Se i soldi vanno all'estero

Citato sempre dal «Tages-Anzeiger», anche Tobias Schmidt, professore di politica energetica e tecnologica al Politecnico di Zurigo, sottolinea come nell’ambito dell’energia solare, «l’attenzione alla copertura dei rischi è la ricetta del successo in altri Paesi europei, che attraggono anche molti capitali svizzeri». Negli ultimi anni, fornitori di energia e investitori svizzeri, sottolinea, hanno infatti già sostenuto l’espansione dell’energia verde all’estero con miliardi di franchi.

Anche Schmidt propone migliori condizioni per i proprietari di piccoli impianti. Nello specifico, «una ricompensa minima e uniforme a livello nazionale per l’elettricità solare di cui non hanno bisogno e che immettono nella rete pubblica. È così che anche la Svizzera riesce a sfruttare efficacemente le risorse solari nazionali».

Nel suo messaggio, il Consiglio federale ha mostrato di avere ben altri piani. Invece di una ricompensa minima e uniforme per i piccoli produttori di energia solare, vuole pagamenti basati sul prezzo di mercato.

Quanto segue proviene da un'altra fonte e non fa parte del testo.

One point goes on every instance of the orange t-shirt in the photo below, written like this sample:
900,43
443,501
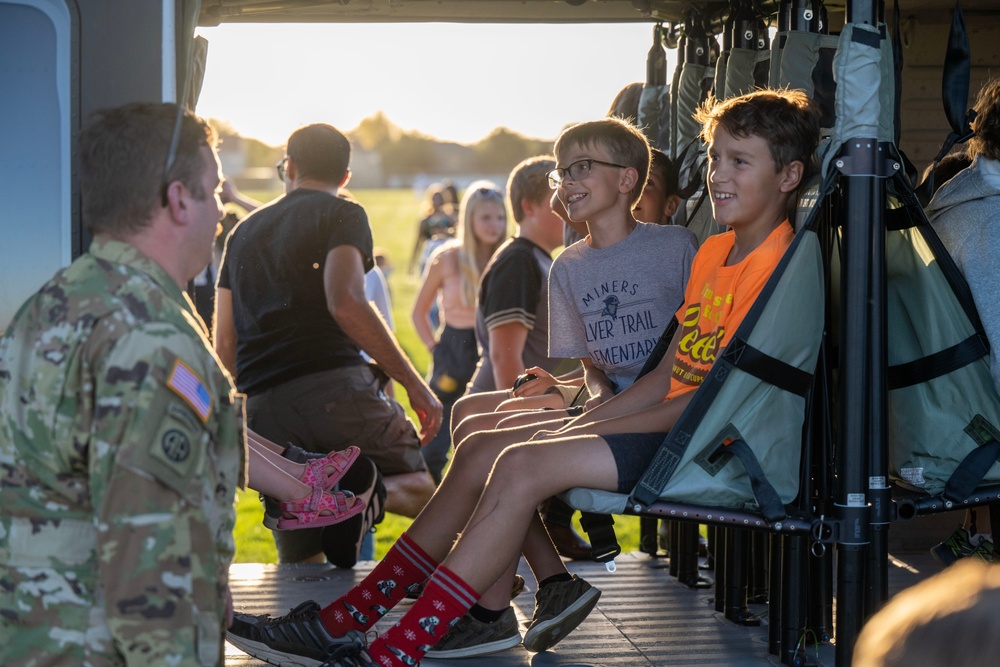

Il Governo non vuole nemmeno un «premio di mercato fluttuante». Riconosce che questo darebbe agli investitori un «alto grado di sicurezza», ma vede anche un rovescio della medaglia: ovvero che i rischi legati ai prezzi sarebbero «in gran parte addossati alla collettività, il che in linea di principio potrebbe tradursi in costi più elevati».